Conditions, consistent with the intent and purpose of this ordinance, may be added by the Planning Commission when approving special exceptions.
4.
Failure to comply with the conditions prescribed may result in fines and/or revocation of the special exception.
5.
There shall be no sale of alcohol unless a liquor license is approved. Anyone serving liquor must be familiar with state liquor laws.
6.
Other than as part of the reception events, no meals shall be served to the general public on the site.
7.
The building shall be subject to inspection at any time by any authorized representative of the City of Natchez.
8.
All music and loud speakers shall be inside the building. The owner is required to have a staff member responsible for monitoring sound levels when sound/music/noise may be audible beyond the building. Noise complaints can result in calls for service from the Natchez Police Department. A police officer or Code Enforcement inspector may require the volume to be reduced or ceased based on complaints or unreasonable sound levels.
9.
No overnight lodging is allowed.
10.
No fee shall be charged for admission, food and/or drinks, and donations shall not be solicited.
11.
The owner is responsible for:
(a)
Having a sufficient number of containers to handle all trash generated by any reception;
(b)
Removing trash during and after the reception;
(c)
Completely cleaning the site and adjacent/affected areas after the reception; and
(d)
Providing a sufficient number of restroom facilities (including ADA accessible facilities).
12.
The owner is responsible for ensuring adequate parking for attendees and for minimizing any negative impacts to adjacent areas. The owner is responsible for obtaining authorized written approval for any private parking areas.
13.
Leasees shall be given a written copy of the regulations regarding food service, alcoholic beverages, maximum occupancy, lodging, music, noise and other conditions which the leasee is responsible for and may affect their guests.
14.
Each person having a permit under this ordinance shall carry general liability insurance covering such operation, and which shall be kept on file in the city Clerk's office of the City of Natchez. Owners must present proof at the time of the initial permit and after from time to time as may be requested by the City of Natchez.
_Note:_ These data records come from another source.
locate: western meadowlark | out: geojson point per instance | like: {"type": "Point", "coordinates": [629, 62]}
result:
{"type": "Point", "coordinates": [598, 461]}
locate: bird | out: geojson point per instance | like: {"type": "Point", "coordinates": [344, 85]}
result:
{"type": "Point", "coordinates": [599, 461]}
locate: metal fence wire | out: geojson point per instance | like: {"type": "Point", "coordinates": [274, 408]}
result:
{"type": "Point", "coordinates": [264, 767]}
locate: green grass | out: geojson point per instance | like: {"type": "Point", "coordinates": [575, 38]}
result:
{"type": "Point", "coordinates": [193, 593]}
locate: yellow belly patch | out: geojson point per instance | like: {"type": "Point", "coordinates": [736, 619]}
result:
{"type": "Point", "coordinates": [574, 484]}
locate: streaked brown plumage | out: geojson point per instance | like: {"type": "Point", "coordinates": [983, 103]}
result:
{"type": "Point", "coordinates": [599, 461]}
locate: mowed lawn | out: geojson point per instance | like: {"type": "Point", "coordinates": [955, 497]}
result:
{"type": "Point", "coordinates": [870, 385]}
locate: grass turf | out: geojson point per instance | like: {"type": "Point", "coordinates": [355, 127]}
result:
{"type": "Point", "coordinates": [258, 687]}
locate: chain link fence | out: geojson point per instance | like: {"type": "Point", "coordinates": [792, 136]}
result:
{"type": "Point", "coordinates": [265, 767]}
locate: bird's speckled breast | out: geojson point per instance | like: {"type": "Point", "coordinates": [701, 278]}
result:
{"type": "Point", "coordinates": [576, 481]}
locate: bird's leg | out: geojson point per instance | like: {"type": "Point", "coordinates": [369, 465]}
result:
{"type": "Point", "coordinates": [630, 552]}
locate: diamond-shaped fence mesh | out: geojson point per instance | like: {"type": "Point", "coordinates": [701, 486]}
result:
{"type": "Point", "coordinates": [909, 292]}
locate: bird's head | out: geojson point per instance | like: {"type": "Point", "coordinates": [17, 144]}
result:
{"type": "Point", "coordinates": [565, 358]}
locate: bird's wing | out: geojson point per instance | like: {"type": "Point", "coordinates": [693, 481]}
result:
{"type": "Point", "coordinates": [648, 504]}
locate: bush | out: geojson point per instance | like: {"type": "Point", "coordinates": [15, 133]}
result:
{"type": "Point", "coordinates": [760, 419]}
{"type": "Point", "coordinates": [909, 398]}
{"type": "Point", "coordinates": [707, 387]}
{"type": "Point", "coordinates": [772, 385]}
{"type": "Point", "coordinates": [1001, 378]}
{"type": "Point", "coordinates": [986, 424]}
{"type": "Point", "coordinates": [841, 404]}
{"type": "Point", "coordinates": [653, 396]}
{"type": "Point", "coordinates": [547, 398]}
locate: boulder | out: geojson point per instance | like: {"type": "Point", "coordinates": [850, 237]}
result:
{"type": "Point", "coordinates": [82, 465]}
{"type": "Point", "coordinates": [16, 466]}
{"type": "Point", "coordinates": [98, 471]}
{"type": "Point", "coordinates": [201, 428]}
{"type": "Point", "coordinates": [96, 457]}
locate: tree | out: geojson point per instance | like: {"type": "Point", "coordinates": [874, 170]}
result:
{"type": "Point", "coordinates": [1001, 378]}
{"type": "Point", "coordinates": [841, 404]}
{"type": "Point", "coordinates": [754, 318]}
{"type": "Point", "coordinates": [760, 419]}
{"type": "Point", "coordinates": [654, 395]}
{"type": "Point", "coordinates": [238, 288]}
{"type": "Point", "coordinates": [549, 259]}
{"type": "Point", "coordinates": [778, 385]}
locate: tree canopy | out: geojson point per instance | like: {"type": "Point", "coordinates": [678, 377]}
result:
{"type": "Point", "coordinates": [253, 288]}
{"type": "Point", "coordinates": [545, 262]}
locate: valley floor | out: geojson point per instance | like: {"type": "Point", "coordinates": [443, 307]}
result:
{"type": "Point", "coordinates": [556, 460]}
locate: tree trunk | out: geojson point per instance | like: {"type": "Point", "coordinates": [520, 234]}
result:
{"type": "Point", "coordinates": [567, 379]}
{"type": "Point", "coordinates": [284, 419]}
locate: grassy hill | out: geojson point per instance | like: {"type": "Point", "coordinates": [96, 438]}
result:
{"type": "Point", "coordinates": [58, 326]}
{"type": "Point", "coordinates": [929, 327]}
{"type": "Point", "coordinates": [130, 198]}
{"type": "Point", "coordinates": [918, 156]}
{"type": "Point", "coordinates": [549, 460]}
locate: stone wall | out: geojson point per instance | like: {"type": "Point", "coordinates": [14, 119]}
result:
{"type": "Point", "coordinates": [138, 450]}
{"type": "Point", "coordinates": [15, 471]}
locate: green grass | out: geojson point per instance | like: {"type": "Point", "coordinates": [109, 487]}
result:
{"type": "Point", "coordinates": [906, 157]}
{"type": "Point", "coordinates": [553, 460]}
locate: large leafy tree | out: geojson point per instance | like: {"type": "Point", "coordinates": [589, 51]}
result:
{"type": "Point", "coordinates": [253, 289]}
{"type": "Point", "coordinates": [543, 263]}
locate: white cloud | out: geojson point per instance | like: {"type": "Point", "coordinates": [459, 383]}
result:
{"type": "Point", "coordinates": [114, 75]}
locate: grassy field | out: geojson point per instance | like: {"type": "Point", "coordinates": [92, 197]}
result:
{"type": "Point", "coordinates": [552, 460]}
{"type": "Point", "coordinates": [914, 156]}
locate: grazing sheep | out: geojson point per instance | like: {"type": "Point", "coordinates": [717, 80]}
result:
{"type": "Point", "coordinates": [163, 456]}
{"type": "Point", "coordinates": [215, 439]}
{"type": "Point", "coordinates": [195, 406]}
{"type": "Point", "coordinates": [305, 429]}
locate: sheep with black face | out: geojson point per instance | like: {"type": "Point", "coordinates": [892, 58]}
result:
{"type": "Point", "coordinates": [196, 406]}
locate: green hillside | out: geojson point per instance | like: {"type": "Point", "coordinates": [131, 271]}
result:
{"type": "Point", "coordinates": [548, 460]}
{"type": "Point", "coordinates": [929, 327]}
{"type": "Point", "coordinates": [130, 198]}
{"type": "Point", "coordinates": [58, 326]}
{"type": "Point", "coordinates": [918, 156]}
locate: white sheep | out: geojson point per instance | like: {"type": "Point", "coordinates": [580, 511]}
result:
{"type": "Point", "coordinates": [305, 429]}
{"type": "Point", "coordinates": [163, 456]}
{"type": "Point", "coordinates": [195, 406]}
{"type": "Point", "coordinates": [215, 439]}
When an application is filed to the Planning Department, before it goes before the Planning Commission, the application must detail a complete description of the facility including, but not limited to:
• Types of events, days and hours of operation;
• Site plan showing layout of all buildings, parking areas, landscaping, buffers, etc.;
• Maximum occupancy of facility/total number of seats;
• Total number of employees, both full-time and part-time;
• Information regarding food service/catering and whether there will be open bar service, if alcoholic beverages may be provided by the lessee for on premises consumption or if no alcoholic beverages will be allowed;
• Type of security to be provided by owner for any reception (i.e. in house staff, hired security personnel; hired off-duty police officers);
• Any and all other relevant information that will help describe the facility and proposed uses;
• Other information may be required as determined by location and proposed use. (i.e. building elevations for new buildings, site plan review, traffic study).